58-Jähriger soll wiederholt Diesel getankt und nicht bezahlt haben. Zuvor stahl er laut Anklage Kfz-Kennzeichen und montierte sie auf seinem Auto.

© AP
 

 Ein Wiener ist am Mittwoch im Grazer Straflandesgericht wegen gewerbsmäßigen Betruges und Urkunden-Unterdrückung verurteilt worden. Der 58-Jährige soll wiederholt Diesel getankt und nicht bezahlt haben. Zuvor stahl er laut Anklage Kfz-Kennzeichen und montierte sie auf seinem Auto. Er war zwar geständig, aufgrund seiner 22 Vorstrafen fiel das Urteil mit 18 Monaten aber hart aus.
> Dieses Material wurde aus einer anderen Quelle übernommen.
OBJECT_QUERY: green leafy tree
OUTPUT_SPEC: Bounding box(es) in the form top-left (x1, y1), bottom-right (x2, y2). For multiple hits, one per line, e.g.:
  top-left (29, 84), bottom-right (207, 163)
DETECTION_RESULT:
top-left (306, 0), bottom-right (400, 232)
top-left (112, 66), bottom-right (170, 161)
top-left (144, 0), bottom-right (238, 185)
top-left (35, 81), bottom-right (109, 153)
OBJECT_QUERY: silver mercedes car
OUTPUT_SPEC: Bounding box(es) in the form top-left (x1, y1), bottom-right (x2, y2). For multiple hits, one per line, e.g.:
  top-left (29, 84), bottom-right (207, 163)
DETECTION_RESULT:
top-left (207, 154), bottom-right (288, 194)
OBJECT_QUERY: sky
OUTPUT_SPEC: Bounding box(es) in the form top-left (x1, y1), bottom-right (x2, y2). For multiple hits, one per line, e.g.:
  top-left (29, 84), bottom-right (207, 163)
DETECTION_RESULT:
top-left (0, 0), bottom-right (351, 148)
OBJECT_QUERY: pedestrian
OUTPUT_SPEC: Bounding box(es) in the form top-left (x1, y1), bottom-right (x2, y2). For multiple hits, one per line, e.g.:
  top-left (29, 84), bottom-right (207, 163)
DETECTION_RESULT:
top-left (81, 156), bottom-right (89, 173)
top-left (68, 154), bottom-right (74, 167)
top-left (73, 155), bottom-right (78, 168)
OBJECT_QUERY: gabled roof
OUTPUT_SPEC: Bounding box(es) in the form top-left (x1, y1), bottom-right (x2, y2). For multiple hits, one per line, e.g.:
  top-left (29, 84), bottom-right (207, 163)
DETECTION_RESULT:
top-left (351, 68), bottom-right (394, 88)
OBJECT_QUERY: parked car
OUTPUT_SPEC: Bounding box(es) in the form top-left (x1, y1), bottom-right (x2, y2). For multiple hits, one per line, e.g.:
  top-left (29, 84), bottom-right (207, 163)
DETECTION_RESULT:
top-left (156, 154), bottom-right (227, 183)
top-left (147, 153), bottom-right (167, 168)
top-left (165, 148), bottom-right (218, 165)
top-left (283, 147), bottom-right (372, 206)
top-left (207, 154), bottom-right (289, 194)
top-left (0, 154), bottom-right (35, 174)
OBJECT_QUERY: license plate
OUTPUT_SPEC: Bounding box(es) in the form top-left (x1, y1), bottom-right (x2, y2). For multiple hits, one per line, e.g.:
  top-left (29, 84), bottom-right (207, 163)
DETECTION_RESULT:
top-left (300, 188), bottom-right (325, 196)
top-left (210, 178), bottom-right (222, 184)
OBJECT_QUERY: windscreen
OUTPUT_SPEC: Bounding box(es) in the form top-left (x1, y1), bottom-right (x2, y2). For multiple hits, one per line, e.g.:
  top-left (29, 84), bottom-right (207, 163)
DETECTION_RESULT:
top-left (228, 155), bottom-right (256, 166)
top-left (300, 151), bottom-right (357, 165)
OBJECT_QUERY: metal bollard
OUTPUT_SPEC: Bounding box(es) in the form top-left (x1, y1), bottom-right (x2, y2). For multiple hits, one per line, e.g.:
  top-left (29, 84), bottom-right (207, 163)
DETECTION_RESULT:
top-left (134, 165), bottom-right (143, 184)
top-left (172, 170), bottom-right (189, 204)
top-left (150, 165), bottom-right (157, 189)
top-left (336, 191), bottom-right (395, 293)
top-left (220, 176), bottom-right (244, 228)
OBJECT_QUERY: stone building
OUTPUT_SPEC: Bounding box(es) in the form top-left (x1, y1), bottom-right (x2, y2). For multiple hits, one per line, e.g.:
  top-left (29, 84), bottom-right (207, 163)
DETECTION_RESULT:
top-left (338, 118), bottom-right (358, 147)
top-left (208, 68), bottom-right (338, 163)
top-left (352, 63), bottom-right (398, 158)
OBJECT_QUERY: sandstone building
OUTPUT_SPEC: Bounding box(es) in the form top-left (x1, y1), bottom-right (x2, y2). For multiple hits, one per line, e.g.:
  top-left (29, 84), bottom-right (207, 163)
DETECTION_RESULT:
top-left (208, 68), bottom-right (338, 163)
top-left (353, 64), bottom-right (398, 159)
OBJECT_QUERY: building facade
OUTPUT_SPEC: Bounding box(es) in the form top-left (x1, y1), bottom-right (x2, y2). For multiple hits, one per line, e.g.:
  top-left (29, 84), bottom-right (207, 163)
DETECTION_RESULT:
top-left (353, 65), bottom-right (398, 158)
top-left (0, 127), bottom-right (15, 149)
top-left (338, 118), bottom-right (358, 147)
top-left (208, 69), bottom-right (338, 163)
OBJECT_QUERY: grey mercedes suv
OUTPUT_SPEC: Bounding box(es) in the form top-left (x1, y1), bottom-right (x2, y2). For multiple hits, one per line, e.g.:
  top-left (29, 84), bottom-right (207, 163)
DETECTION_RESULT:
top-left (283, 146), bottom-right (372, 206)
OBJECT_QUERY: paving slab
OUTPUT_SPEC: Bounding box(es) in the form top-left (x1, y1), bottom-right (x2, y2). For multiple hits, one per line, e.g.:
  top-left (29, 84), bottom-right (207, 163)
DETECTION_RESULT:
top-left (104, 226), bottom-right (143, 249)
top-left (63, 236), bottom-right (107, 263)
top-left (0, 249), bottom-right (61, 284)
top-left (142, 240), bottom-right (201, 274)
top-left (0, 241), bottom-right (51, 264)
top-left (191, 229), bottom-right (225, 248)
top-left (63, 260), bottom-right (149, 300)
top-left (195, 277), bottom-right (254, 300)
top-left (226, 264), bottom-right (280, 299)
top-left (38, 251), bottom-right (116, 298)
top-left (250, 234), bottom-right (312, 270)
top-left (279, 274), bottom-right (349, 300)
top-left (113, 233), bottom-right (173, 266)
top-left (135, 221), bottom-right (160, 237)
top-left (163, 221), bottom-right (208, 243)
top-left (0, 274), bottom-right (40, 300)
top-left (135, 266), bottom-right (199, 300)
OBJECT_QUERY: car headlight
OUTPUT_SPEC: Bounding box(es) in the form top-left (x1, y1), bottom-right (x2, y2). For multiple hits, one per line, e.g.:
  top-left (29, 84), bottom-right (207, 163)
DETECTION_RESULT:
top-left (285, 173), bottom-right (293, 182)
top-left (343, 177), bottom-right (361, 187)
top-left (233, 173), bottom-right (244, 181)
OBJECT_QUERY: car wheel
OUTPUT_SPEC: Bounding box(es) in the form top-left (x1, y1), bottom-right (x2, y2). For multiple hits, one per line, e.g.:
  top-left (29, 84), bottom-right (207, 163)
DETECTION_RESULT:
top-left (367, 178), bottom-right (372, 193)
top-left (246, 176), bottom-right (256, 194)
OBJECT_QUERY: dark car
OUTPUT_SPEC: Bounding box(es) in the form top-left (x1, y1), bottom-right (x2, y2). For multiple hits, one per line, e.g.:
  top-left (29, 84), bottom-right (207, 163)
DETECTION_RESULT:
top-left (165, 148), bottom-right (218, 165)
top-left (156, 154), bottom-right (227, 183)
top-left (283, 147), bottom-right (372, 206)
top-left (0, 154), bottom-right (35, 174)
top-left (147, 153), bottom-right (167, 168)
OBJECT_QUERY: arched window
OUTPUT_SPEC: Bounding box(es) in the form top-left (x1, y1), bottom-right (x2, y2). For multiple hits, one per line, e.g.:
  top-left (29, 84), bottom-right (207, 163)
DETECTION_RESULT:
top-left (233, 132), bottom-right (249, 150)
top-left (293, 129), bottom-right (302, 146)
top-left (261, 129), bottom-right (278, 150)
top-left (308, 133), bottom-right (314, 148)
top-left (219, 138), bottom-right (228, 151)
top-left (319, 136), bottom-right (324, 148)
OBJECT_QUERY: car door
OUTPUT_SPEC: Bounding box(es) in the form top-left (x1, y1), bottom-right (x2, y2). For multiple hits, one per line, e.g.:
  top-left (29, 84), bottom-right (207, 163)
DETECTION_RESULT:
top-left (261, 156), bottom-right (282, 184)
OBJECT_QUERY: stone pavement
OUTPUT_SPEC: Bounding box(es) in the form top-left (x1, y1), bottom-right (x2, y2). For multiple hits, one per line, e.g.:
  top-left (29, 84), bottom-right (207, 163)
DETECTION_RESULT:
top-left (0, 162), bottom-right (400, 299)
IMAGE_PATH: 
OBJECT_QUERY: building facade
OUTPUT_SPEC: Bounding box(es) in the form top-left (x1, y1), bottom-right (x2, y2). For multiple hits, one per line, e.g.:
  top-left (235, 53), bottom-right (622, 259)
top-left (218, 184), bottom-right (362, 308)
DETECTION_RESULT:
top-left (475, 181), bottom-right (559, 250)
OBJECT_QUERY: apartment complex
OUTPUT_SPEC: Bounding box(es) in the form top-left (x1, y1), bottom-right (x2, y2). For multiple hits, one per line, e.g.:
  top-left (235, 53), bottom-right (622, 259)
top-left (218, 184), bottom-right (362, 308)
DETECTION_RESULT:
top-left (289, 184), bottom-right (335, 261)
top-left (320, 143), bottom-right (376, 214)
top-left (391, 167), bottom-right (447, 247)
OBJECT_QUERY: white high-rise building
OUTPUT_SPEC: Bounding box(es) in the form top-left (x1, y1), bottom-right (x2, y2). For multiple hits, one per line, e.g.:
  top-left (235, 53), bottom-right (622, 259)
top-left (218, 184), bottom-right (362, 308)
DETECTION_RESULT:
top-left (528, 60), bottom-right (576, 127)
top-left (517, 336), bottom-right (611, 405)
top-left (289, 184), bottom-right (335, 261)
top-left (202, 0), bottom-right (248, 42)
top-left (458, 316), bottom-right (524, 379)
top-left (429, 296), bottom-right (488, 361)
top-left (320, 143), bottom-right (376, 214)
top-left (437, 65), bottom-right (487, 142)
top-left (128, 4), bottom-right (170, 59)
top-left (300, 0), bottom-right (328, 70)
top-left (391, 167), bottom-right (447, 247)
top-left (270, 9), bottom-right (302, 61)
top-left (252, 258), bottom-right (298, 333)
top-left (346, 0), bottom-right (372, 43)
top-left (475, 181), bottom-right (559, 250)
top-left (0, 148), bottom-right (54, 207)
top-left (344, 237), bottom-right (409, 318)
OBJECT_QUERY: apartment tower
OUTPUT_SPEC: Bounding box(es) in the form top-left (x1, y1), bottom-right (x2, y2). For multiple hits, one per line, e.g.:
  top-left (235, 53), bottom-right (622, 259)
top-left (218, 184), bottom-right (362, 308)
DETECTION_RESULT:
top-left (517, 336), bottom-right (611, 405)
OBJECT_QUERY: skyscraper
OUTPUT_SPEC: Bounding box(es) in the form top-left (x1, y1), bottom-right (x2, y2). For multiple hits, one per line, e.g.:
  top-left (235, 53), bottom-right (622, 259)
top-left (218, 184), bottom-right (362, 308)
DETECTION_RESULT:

Der gelernte Schneider machte gar nicht den Versuch, etwas zu beschönigen oder zu verbergen. Noch bevor Richter Gerhard Leitgeb seine Fragen zu Ende gestellt hatte, bejahte der Angeklagte schon alle Vorwürfe. Die Staatsanwaltschaft warf ihm vor, bei Tankstellen in der Steiermark und in Niederösterreich seinen Trick mit den gestohlenen Kennzeichen angewendet zu haben.

Ersparnis

"Stimmt das?", fragte der Richter. "Ja", kam bereitwillig die Antwort. "Wollten Sie das so machen?", so der Vorsitzende weiter. "Ja." Ob es ihm dabei auf die Ersparnis angekommen sei? "Ja." Der Schaden belief sich auf rund 260 Euro, die der Beschuldigte anerkannte. Wann er sie zurückzahlen kann, ist eine andere Frage.

"Er hat kein einfaches Leben gehabt und aus Not und einer gewissen Unbeholfenheit gehandelt", meinte der Verteidiger. Der Richter verhängte die eineinhalb Jahre unbedingte Haft und fragte den Wiener, ob er die Strafe annehmen werde. "Gern", kam es von der Anklagebank. Die Staatsanwältin gab keine Erklärung ab, die Entscheidung ist daher nicht rechtskräftig.